Let $a(n)$ be A344960 (i.e., position of binary complement of $n$-th word in A341258). By definition, in order to calculate $a(n)$, we need to know A341258. Below we will correspond this sequence with the function $w(n)$.
To compute A341258, we also need to know a few additional features listed below.
Let $s(n)$ be A000201, $t(n)$ be A001950, $p(n)$ be A005206 and $q(n)$ be A060144.

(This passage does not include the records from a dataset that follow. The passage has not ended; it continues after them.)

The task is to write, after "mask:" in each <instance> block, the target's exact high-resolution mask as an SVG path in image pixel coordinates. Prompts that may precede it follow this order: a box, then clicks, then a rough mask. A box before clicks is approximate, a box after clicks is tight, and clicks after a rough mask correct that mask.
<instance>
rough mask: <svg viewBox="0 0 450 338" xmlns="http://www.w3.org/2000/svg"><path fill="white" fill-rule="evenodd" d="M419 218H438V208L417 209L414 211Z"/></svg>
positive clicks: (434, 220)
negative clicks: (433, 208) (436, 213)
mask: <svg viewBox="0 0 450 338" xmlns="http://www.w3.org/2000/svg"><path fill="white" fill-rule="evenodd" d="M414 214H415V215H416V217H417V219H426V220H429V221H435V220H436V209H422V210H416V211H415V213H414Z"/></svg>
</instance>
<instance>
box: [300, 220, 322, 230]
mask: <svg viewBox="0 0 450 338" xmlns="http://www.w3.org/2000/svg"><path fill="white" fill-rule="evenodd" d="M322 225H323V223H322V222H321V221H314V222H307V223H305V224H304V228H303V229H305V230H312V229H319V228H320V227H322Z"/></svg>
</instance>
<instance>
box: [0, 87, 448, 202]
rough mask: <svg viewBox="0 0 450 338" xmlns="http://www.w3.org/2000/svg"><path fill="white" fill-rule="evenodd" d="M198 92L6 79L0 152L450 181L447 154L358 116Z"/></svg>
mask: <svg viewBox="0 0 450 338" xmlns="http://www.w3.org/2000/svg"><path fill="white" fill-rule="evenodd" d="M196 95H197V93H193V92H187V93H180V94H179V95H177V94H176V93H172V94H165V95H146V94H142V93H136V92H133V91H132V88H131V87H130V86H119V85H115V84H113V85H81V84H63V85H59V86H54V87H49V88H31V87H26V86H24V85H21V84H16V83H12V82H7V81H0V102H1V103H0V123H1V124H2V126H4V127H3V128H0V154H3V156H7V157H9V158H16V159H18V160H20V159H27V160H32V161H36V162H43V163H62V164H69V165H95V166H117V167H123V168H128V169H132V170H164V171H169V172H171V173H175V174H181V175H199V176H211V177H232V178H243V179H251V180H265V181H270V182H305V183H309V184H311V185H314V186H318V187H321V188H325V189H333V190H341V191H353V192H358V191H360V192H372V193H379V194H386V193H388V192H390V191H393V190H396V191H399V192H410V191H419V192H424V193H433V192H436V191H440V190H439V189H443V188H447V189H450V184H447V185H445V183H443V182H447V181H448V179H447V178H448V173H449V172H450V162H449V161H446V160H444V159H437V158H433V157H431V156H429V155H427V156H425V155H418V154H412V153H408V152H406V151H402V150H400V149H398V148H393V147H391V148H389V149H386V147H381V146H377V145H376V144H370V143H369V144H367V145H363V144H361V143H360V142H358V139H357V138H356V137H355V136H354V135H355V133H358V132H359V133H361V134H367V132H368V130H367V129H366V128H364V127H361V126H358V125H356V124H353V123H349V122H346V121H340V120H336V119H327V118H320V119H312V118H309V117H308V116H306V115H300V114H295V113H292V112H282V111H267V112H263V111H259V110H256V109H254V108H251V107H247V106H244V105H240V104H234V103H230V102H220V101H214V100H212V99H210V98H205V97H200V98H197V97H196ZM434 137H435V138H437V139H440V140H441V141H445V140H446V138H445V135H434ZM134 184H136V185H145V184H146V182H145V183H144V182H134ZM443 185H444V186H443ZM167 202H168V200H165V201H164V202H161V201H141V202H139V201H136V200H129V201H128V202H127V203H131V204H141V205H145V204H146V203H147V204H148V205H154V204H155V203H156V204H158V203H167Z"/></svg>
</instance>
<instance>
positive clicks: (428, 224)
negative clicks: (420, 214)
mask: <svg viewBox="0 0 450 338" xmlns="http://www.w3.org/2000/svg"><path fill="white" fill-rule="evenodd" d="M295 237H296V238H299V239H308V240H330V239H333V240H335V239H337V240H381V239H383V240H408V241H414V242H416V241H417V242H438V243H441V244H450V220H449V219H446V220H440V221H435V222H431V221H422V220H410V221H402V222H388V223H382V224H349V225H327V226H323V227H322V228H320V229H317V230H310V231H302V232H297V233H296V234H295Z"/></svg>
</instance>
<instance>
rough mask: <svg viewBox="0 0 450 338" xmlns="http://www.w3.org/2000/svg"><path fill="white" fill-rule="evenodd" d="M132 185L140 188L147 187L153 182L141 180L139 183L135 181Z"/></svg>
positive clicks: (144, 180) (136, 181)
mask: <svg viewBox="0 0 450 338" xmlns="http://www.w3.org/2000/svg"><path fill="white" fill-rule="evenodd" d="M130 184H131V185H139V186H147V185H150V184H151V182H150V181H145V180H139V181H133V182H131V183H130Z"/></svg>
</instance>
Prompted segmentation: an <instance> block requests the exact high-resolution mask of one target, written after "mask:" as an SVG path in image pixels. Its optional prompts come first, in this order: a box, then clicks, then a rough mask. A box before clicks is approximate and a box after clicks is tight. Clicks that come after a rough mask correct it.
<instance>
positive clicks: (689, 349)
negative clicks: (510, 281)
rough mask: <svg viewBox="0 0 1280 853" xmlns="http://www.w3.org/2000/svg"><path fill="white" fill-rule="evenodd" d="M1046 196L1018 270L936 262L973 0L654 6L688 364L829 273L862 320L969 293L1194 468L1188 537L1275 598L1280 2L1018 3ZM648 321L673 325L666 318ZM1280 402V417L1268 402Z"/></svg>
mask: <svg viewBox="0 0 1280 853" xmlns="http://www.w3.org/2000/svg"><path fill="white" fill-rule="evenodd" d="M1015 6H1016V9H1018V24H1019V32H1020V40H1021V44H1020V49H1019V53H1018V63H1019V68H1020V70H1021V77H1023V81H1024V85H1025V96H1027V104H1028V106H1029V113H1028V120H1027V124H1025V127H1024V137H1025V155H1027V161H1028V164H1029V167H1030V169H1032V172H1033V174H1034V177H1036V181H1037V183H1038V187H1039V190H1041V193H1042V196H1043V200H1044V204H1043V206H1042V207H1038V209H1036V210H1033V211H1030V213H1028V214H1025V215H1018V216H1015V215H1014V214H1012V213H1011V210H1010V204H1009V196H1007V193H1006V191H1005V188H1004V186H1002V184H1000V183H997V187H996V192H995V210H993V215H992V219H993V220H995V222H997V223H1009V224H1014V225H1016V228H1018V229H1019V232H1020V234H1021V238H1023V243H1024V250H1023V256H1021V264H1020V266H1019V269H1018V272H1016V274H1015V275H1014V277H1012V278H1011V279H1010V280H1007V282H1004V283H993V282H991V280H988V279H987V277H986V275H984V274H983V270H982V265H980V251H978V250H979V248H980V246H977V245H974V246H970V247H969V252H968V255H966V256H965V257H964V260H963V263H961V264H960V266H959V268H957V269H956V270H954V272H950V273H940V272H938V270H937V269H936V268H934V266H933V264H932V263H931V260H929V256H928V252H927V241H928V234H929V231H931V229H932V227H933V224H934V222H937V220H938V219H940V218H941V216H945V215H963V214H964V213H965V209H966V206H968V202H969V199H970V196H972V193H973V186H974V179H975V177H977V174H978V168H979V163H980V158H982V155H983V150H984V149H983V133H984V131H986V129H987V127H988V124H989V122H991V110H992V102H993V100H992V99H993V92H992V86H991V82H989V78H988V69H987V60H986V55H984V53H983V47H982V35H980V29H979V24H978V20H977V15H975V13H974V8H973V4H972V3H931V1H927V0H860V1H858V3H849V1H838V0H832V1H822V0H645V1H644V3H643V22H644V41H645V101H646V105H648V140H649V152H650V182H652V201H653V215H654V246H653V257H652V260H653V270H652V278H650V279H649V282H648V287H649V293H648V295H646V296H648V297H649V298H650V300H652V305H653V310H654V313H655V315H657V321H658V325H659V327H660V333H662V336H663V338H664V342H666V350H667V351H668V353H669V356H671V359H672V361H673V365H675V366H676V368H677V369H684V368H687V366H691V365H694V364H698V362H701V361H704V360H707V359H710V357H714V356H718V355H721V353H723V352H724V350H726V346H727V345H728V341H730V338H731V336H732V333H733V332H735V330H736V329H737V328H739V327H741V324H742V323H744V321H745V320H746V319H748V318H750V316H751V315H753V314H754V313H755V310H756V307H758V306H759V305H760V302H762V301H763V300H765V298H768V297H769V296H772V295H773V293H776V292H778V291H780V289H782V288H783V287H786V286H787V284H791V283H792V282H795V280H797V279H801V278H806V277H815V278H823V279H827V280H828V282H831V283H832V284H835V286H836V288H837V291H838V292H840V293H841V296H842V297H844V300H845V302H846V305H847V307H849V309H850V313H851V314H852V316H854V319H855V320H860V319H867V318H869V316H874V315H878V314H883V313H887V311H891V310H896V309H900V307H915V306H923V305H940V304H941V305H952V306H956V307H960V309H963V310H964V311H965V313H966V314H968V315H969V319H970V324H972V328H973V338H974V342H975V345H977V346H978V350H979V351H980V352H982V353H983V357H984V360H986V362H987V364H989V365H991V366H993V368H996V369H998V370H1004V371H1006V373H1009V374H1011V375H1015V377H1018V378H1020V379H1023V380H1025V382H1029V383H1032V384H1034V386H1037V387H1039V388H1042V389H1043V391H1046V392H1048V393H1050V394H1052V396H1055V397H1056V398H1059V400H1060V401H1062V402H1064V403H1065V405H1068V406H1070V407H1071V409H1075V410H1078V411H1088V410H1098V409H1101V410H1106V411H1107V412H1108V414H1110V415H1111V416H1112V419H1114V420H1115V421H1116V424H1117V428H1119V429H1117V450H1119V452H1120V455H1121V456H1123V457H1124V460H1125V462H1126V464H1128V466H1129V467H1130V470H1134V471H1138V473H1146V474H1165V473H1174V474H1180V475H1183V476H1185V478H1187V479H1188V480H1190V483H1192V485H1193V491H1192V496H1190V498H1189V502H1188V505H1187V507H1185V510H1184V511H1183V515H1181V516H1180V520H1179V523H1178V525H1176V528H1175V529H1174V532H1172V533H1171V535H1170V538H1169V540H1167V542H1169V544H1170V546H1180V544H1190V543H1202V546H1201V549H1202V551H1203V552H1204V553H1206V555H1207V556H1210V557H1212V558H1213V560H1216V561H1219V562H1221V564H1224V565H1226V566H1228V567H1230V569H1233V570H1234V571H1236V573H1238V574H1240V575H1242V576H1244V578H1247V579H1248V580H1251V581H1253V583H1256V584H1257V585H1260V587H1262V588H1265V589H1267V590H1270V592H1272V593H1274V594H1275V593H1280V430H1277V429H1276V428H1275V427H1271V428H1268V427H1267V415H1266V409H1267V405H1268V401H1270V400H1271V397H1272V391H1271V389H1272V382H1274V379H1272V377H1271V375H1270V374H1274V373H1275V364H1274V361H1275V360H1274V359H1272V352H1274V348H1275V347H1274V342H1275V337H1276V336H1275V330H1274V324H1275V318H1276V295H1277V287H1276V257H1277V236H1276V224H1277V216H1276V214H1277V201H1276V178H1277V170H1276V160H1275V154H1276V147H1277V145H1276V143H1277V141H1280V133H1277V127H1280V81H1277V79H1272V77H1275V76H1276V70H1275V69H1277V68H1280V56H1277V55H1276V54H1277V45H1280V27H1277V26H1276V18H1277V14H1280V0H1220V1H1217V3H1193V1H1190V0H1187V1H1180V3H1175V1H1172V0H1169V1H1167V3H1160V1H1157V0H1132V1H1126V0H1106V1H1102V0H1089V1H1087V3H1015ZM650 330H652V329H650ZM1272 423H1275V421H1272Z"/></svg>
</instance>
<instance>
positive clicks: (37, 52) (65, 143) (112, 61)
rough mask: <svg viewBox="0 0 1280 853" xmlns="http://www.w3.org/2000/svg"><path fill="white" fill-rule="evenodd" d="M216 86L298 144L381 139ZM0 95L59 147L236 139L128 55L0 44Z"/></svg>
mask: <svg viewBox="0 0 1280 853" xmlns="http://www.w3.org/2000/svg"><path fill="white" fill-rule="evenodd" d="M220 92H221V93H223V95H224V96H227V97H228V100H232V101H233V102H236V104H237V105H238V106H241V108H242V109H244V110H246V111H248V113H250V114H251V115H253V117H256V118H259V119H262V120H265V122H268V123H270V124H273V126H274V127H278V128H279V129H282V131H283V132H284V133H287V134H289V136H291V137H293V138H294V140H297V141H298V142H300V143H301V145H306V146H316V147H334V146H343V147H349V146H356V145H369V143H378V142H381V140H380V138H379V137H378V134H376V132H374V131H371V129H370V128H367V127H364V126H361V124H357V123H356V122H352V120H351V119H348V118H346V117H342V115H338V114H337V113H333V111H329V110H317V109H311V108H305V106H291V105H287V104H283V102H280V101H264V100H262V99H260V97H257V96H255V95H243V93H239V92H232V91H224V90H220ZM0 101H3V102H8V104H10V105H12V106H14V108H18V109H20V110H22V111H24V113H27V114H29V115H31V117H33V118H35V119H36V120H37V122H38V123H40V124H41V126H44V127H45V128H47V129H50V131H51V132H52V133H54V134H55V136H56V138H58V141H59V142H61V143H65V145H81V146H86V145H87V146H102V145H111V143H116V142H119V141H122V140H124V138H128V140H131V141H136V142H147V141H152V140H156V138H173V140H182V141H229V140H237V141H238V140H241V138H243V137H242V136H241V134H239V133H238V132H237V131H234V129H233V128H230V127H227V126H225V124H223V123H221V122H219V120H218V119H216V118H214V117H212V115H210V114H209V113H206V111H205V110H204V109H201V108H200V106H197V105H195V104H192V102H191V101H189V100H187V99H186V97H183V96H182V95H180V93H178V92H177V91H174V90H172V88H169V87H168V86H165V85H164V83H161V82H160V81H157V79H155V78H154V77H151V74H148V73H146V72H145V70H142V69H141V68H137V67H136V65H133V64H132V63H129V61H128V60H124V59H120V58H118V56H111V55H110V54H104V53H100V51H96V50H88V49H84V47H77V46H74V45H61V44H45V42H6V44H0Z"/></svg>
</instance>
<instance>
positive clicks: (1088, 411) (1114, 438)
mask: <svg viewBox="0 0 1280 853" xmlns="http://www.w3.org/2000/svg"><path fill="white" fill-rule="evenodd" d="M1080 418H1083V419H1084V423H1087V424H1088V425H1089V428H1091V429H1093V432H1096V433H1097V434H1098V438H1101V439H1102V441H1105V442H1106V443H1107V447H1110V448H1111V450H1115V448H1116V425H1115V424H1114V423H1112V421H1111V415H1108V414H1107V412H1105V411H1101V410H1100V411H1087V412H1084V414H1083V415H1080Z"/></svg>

Let $w(n)$ be $n$-th word in A341258. To reproduce the sequence from itself, start with $w(1)=0$, $w(2)=1$ and apply $w(n)=0w(p(n-1))$ if $n=s(p(n))$, $w(n)=1w(q(n-1))$ otherwise. Compare it with definition in A341258:
Let $s = (s(n))$ be a strictly increasing sequence of positive integers with infinite complement, $t = (t(n))$. For $n\geqslant1$, let $s'(n)$ be the number of $s(i)$ that are $\leqslant n-1$ and let $t'(n)$ be the number of $t(i)$ that are $\leqslant n-1$. Define $w(1) = 0$, $w(t(1)) = 1$, and $w(n) = 0w(s'(n))$ if $n$ is in $s$, and $w(n) = 1w(t'(n))$ if $n$ is in $t$. Then $(w(n))$ is the "s-induced ordering" of all $01$-words. $s$ = A000201; $t$ = A001950; $s'$ = A005206; $t'$ = A060144;
What does it mean? This means that we must first choose $s(n)$. In our case it is A000201. Then $t(n)$ is a complement of $s(n)$. Also $p(n)$ and $q(n)$ are closely related to $s'(n)$ and $t'(n)$, where we just change condition $\leqslant n-1$ to $\leqslant n$. So obviously $n$ is in $s$ if $s(p(n))=n$ and $n$ is in $t$ if $t(q(n))=n$. Since $t(n)$ is a compement of $s(n)$ we define second case as otherwise to first case.
Let $b(n)$ be A345253 (i.e., maximal Fibonacci tree: Arrangement of the positive integers as labels of a complete binary tree).
Let $c(n)$ be A353654 (i.e., numbers whose binary expansion has the same number of trailing $0$ bits as other $0$ bits).
Let $d(n)$ be A030109 (i.e., write $n$ in binary, reverse bits, subtract $1$, divide by $2$).
Sequence Machine conjectures (1, 2) that $$a(n) = b(d(c(n+2))) - 1.$$
Here is the PARI/GP program to check it numerically:
s(n) = (n + sqrtint(5*n^2))\2
t(n) = s(n) + n
p(n) = s(n+1) - n - 1
q(n) = n - p(n)
w(n) = if(n < 3, [n - 1], if(n==s(p(n)), concat(0, w(p(n-1))), concat(1, w(q(n-1)))))
a(n) = my(A = 0, v1); v1 = w(n); for(i=1, #v1, v1[i] = !v1[i]); until(w(A)==v1, A++); A
b(n) = my(x=0, y=0); for(i=0, logint(n, 2), [x, y]=[y+1, x+y]; if(bittest(n, i), [x, y]=[y, x+y])); y;
d(n) = fromdigits(Vecrev(binary(n)), 2)\2
isok(k) = if (k==1, 1, (logint(k-1, 2)-hammingweight(k-1) == valuation(k, 2)));
my(z=4); for(k=1,299, while(!(isok(z)), z++); print(b(d(z))-1==a(k)); z++;);
Is there a way to prove it?